Nicolas Pillai Jazz as Visual Language: Film, Television and the Dissonant Image
(I. B. Tauris – ISBN 9781784533441. Book Review by Alison Eales)
Nicolas Pillai is a researcher in the School of Media at Birmingham City University. This volume is the latest in a body of research that considers jazz alongside visual art forms (Pillai’s previous work includes a rich strand on the relationship between jazz and comics). Through close analysis of three examples of jazz in film and television, Pillai challenges commonly-held views about the interaction of music and visuals, arguing that jazz has never existed in isolation and that, rather than detracting from the music, film and television have the potential to enrich our understanding of jazz.
The book is extremely current in terms of both its subject and the wider research field in which it sits. The recent proliferation of films with explicit narrative links to jazz offers a rich source of material for analysis, and Pillai capitalises on this in his introduction, arguing that Whiplash sits comfortably in the tradition of horror films. Visual representations of jazz are the subject of increasing scholarship, including Watching Jazz (link), a recent book edited by Björn Heile, Peter Elsdon and Jenny Doctor. Moreover, this book is timely in terms of the social and political contexts in which jazz – often described as a music of rebellion and resistance – is received: Pillai’s analysis of films made by the GPO and the BBC touch upon the roles played by public bodies in constructing and challenging ideas of national identity.
Pillai has deliberately chosen three forms of non-narrative films as the subjects of his core chapters. He first examines A Colour Box, an abstract short made by Len Lye in 1935 as an advert for the GPO. Understanding A Colour Box as a form of advertising, Pillai argues that its music and visuals work together to construct multiple meanings around themes of nationhood. The second chapter examines staged jazz performances and focuses on the work of Gjon Mili, including Jammin’ the Blues and his later films featuring Charlie Parker and Dave Brubeck, contrasting these films with Mili’s photography in order to interrogate how performance is mediated on screen. Finally, Pillai turns his attention to the BBC series Jazz 625, considering the programme within the wider context of jazz at the BBC, with different departments vying for ownership and control of the music in response to their own shifting priorities.
As well as understanding the musical and visual techniques under analysis, Pillai demonstrates a thorough knowledge of the various influences at play, from the role of the public institution to the live of the private individual. Pillai synthesises approaches from film and television studies and New Jazz Studies, resulting in an interdisciplinary position that emphasises the relationships between jazz, popular culture, and modernity, rather than positioning the music as something that is somehow disconnected from the wider world. This research is enhanced by the explicit consideration of different techniques used by visual artists, touching upon not only film but also photography, animation, typography, design and fine art, to varying degrees. The book is further enriched by carefully-chosen and engaging images.
What is clear from the outset is that this book, like Pillai’s other work, is borne out of a love for both the music and the visual art forms discussed, and a desire to understand the interplay between the audible, the visual, and the emotional.
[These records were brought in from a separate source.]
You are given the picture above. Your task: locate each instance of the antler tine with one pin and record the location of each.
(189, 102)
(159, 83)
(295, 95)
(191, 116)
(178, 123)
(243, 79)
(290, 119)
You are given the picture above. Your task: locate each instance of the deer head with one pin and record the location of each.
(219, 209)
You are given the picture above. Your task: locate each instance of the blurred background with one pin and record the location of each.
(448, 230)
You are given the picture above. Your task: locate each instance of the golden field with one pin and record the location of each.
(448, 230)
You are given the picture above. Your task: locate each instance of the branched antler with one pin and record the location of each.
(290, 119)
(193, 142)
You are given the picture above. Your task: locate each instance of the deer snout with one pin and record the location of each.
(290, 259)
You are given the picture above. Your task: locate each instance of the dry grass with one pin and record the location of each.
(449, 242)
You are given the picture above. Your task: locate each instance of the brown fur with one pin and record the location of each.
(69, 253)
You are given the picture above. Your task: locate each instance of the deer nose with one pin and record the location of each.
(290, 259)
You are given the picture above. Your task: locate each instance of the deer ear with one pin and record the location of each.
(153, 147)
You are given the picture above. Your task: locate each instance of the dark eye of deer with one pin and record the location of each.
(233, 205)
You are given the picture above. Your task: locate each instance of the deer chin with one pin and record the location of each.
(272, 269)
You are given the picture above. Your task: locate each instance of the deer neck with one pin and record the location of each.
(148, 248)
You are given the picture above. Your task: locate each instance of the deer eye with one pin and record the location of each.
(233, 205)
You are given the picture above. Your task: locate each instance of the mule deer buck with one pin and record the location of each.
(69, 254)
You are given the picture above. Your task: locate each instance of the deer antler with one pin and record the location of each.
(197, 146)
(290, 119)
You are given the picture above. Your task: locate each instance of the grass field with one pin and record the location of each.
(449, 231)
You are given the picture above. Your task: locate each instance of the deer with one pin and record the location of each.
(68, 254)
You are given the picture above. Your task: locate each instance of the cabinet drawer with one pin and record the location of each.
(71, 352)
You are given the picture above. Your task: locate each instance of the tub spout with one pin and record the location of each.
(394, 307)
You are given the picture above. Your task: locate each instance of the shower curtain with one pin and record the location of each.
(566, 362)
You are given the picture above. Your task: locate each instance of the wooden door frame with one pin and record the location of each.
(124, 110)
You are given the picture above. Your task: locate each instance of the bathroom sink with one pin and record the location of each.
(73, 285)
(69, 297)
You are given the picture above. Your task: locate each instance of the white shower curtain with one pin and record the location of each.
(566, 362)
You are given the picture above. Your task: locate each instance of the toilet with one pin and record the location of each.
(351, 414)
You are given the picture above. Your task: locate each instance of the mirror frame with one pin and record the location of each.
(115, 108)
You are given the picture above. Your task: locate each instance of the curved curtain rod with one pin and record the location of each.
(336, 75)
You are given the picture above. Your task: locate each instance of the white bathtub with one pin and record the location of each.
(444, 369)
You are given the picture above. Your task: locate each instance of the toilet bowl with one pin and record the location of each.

Refreshingly, Pillai addresses humour and joy as part of the experience of listening to – and watching – jazz, avoiding implying a divide between art and entertainment. This is reflected in Pillai’s writing, which is at once authoritative and accessible.
This is a thought-provoking book that addresses a fascinating and still under-researched topic, and will be of great value to scholars working interested in film, television or jazz studies. More widely, though, it will be an engaging read for anybody with an interest in how jazz is represented in the broadcast media, and how this representation can influence our own definitions of jazz.
Alison Eales is completing an AHRC-funded PhD on the history of Glasgow Jazz Festival.